Chair of the EFRA Select Committee, Neil Parish warned that the Government would need to carefully consider its strategy before the spending is implemented.
He said: “I’m glad more money has been invested in flooding. It’s only right that spending increases in line with more frequent and severe weather. But this is just the first step. Vital questions remain about how funds will be allocated.
“Through our inquiry, the EFRA Committee will be leaving no stone unturned in assessing whether current arrangements for flood management are fit for purpose. We must learn lessons from this winter’s terrible storms, and shape future policies to ensure homes and businesses are protected from flood damage.”
The CLA’s Mark Bridgeman welcomed the allocation of £640m for a ‘Nature for Climate Fund’ for peatland restoration and tree planting.
“Landowners want to support the Government’s efforts, but Ministers must work with them to ensure they are fairly compensated. The system needs to take into account the loss of agricultural land, the cost associated with the planting and management of trees and to ensure the tax system doesn’t act as a barrier,” he said.
On the investment in rural roads, NFU Mutual’s Ruth Davidson added: “For too long there has been a disparity between funding for national and local roads. While we welcome the investment of £2.5bn to fix potholes and resurface roads over five years, we will be looking very carefully at the detail to ensure funding is directed across the rural road network which is essential for rural businesses and gives people in the countryside vital access to schools, healthcare and other services.
“In short, rural roads are the arteries of the countryside and if they are unusable it will have serious implications for country people.”
Ms Davidson also welcomed the Chancellor’s £2m fund to fight fly-tipping. “Fly-tipping, like other forms of rural crime, is increasingly being carried out by organised criminal gangs and funding for a digital waste tracking system will help to investigate the increasing problem of waste crime,” she said.

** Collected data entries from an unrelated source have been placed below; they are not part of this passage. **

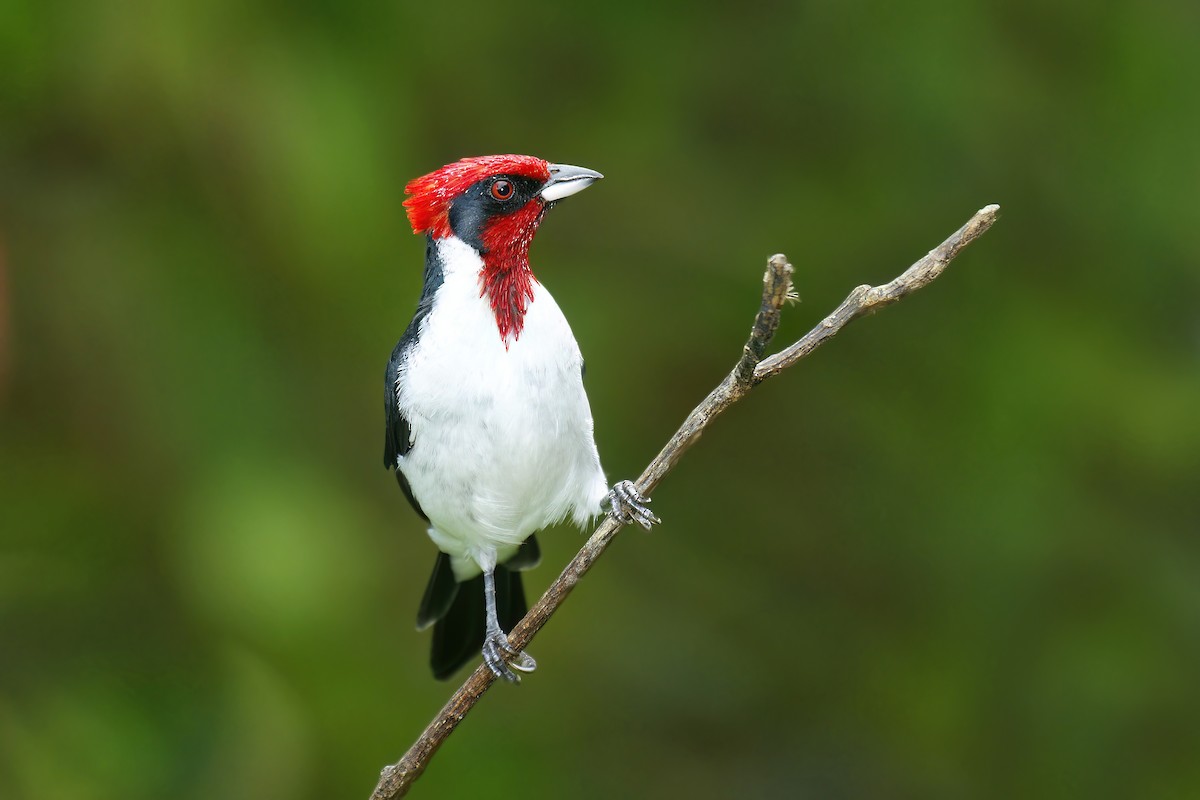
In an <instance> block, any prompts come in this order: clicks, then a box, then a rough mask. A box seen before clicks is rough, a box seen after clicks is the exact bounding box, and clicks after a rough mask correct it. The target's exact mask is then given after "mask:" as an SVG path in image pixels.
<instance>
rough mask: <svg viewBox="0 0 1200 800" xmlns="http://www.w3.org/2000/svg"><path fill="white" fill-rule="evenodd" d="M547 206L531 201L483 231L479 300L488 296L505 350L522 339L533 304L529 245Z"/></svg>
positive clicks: (479, 289) (493, 223) (497, 220)
mask: <svg viewBox="0 0 1200 800" xmlns="http://www.w3.org/2000/svg"><path fill="white" fill-rule="evenodd" d="M545 210H546V206H545V205H544V204H542V203H541V200H538V199H534V200H530V201H529V203H528V204H526V206H524V207H523V209H521V210H520V211H516V212H514V213H510V215H508V216H505V217H499V218H497V219H494V221H493V222H492V223H491V224H490V225H487V228H486V229H485V230H484V235H482V240H484V254H482V258H484V269H482V270H481V271H480V273H479V278H480V287H479V296H481V297H482V296H485V295H486V296H487V299H488V302H491V306H492V313H493V314H496V327H497V329H499V332H500V338H502V339H504V344H505V347H508V344H509V337H510V336H511V337H512V341H516V339H518V338H521V331H522V330H523V329H524V315H526V311H528V308H529V303H530V302H532V301H533V284H534V281H536V279H538V278H535V277H534V276H533V270H532V269H529V245H530V243H532V242H533V235H534V234H535V233H536V231H538V225H539V224H540V223H541V217H542V213H544V212H545Z"/></svg>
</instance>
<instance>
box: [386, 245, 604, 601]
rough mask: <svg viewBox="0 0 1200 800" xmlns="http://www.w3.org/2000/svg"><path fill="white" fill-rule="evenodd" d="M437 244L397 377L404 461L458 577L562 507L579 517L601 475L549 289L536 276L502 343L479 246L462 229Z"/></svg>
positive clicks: (603, 491) (504, 555)
mask: <svg viewBox="0 0 1200 800" xmlns="http://www.w3.org/2000/svg"><path fill="white" fill-rule="evenodd" d="M437 246H438V247H439V248H440V255H442V264H443V275H444V279H443V284H442V287H440V288H439V289H438V290H437V293H436V295H434V300H433V306H432V309H431V312H430V314H428V315H427V317H426V318H425V320H424V321H422V323H421V330H420V333H419V336H418V338H416V343H415V344H414V345H413V348H412V350H410V351H409V354H408V357H407V359H406V360H404V362H403V363H402V366H401V371H400V380H398V383H397V392H396V401H397V403H398V405H400V410H401V414H403V415H404V417H406V419H407V420H408V423H409V428H410V432H412V441H413V446H412V450H410V451H409V452H408V455H406V456H402V457H401V459H400V468H401V470H402V471H403V474H404V476H406V477H407V479H408V482H409V485H410V487H412V489H413V495H414V497H415V498H416V500H418V503H420V505H421V507H422V510H424V511H425V513H426V515H427V516H428V518H430V522H431V524H432V527H431V529H430V535H431V537H433V540H434V542H436V543H437V545H438V547H439V548H440V549H442V551H444V552H446V553H449V554H450V555H451V557H454V559H452V561H454V566H455V572H456V575H457V577H458V578H460V579H464V578H467V577H470V575H473V573H478V572H479V567H478V565H479V563H480V561H481V560H485V561H486V560H490V559H492V558H496V559H498V560H500V561H503V560H504V559H505V558H508V555H511V553H512V552H515V551H516V547H517V546H518V545H520V543H521V542H522V541H524V540H526V539H527V537H528V536H529V534H532V533H533V531H535V530H538V529H540V528H544V527H546V525H551V524H553V523H556V522H559V521H562V519H563V518H565V517H566V516H568V515H570V516H572V517H574V519H575V522H576V523H580V524H582V523H583V522H586V521H587V519H588V518H589V517H592V516H593V515H595V513H598V512H599V510H600V500H601V499H602V498H604V495H605V494H606V492H607V486H606V483H605V477H604V473H602V471H601V469H600V458H599V456H598V453H596V447H595V443H594V439H593V433H592V411H590V408H589V407H588V398H587V395H586V393H584V391H583V380H582V374H581V373H582V366H583V361H582V356H581V355H580V349H578V345H577V344H576V343H575V337H574V335H572V333H571V329H570V326H569V325H568V324H566V319H565V318H564V317H563V313H562V312H560V311H559V308H558V305H557V303H556V302H554V299H553V297H552V296H551V295H550V293H548V291H546V289H545V288H542V285H541V284H540V283H536V282H534V284H533V291H534V297H533V301H532V302H530V303H529V306H528V309H527V312H526V315H524V327H523V330H522V331H521V335H520V337H517V338H516V339H512V338H511V337H510V339H509V342H508V344H506V345H505V342H503V341H502V339H500V336H499V332H498V329H497V325H496V317H494V314H493V312H492V308H491V305H490V302H488V300H487V297H486V296H480V278H479V271H480V267H481V266H482V264H481V261H480V259H479V257H478V255H476V254H475V252H474V251H473V249H472V248H470V247H468V246H467V245H464V243H462V242H461V241H458V240H457V239H452V237H450V239H444V240H440V241H439V242H438V245H437Z"/></svg>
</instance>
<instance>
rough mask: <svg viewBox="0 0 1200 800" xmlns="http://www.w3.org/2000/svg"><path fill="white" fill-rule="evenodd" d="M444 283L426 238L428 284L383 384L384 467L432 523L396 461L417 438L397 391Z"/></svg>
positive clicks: (405, 455)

Mrs Batters added: “We have seen in recent times a significant increase in fly-tipping on farms. The NFU has been calling for the government to invest in new approaches to tackling this crime and the extra funding to tackle this blight on our countryside is welcome.
The budget included investment for rolling out superfast broadband. Yiannis Faf, co-founder of WhatWeWant said “Increasing investment is one thing, but we now need a clear plan and schedule for the roll out of gigabit-cable broadband.
This is a long-term project, and only by offering a clear implementation strategy will tech businesses and entrepreneurs have the confidence to plan for the future.
“Given the plethora of economic benefits such an initiative will provide to the wider economy, the Government can’t afford to keep putting digital infrastructure on the back-burner.”